More than 200 of the 660 kratom-related calls to poison centers had also involved alcohol, narcotics, or benzodiazepines, Hogan Lovells said. “Never before has DEA invoked its emergency scheduling authority to take action against a natural product with a long history of safe use in the community,” the letter read. It was signed by David Fox and Lynn Mehler, former lawyers in the FDA’s Office of Chief Counsel. According to Ash, the letter cost her organization $180,000.
It appears to have been worth it. September ended without DEA action. Then, on Oct. 12, the agency shocked the kratom community by withdrawing its emergency plan. Instead, it would allow six weeks of public comment before taking any action. Spokesman Russell Baer told Scientific American that the DEA still believed kratom was dangerous, but said “we don’t want the public to believe we are simply a group of government bureaucrats who don’t care about their safety and health.”
David Derian learned of the turnabout in a text message. “I couldn’t stop crying for about an hour,” he says. Derian, 43, started using kratom about six years ago, after enduring more than a decade of addiction to opioids prescribed for chronic back pain. In September, the company he founded, INI Botanicals, became the second kratom marketer to formally seek FDA acceptance of its products as dietary supplements. (Another company’s application was rejected by the FDA last year.)

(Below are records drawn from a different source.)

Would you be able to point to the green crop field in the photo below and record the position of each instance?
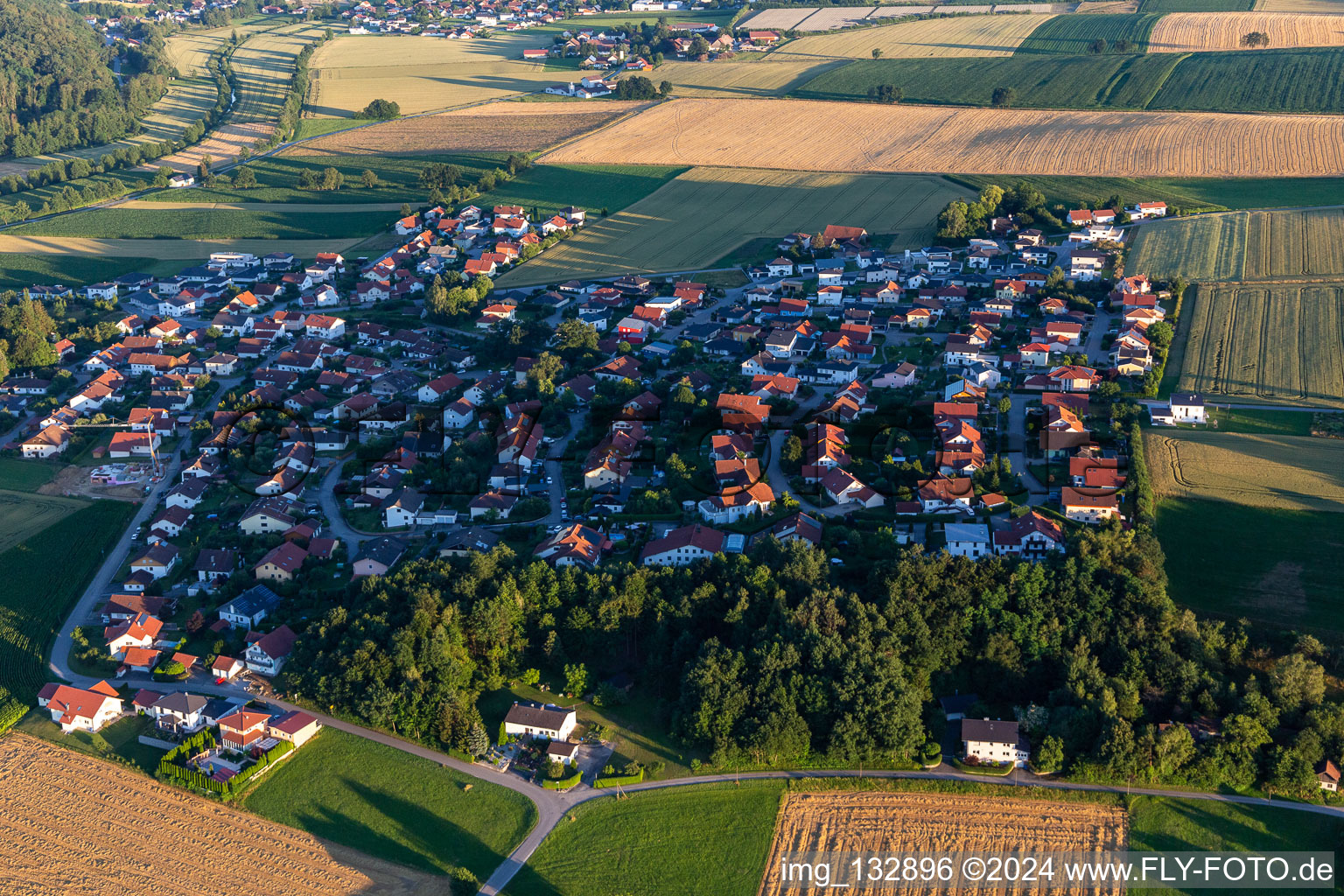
(701, 840)
(1278, 344)
(669, 231)
(1261, 564)
(1284, 80)
(1243, 246)
(211, 223)
(393, 805)
(1158, 823)
(19, 270)
(1196, 5)
(42, 578)
(1075, 34)
(1186, 193)
(24, 514)
(1298, 80)
(1265, 471)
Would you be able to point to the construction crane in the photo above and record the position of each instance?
(153, 453)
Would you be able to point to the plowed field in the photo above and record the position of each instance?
(77, 826)
(894, 822)
(836, 136)
(1200, 32)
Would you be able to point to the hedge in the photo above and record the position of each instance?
(619, 780)
(564, 783)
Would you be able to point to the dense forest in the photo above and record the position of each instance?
(779, 657)
(57, 85)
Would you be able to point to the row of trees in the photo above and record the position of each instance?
(767, 657)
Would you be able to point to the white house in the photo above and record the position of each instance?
(80, 710)
(541, 720)
(968, 540)
(993, 740)
(683, 546)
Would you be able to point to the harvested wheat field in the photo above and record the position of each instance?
(165, 248)
(842, 136)
(927, 38)
(1200, 32)
(1277, 343)
(1300, 5)
(1283, 472)
(78, 826)
(498, 127)
(774, 75)
(669, 231)
(894, 822)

In preparation for the submission, INI stopped selling its kratom offerings, which it sells under the brand Lucky Botanicals, and started commissioning scientific studies. “We wanted to become part of the solution and not add to the problem,” Derian says. He calls working with the FDA “refreshing and exciting,” adding, “they’ve been nothing but helpful.” If the DEA continues its tactical retreat, Derian plans to start selling a kratom product called Mitrasafe.
“I’d like to see this industry as regulated as the dietary supplement industry,” Ash says. “Nothing’s being sold in the U.S. that can compare to how unregulated this industry is. I know there are some bad people out there.” For now, the FDA is still working on its eight-factor analysis, and the DEA must pore over the more than 22,000 public comments it received. It’s not clear when the DEA will take its next step, but it could be to resume the emergency scheduling, launch a lengthier review, or leave kratom alone.
Earlier this year, Ash tore the meniscus in her right knee while walking in heels. Doctors prescribed oxycodone for the pain. She says she gave the pills to her mom, to dole out in strict accordance with the prescription. “They just didn’t do what I, as an addict, expected them to do,” she says. When the oxy was gone, she went back to kratom.
Now, Ash wonders what she’ll do if kratom is outlawed. “I don’t have very good choices,” she says. She finally moved back to Portland in October, and on stressful days, she feels a familiar craving. “If I could just take opiates,” she says, half-joking, “like in the good old days.”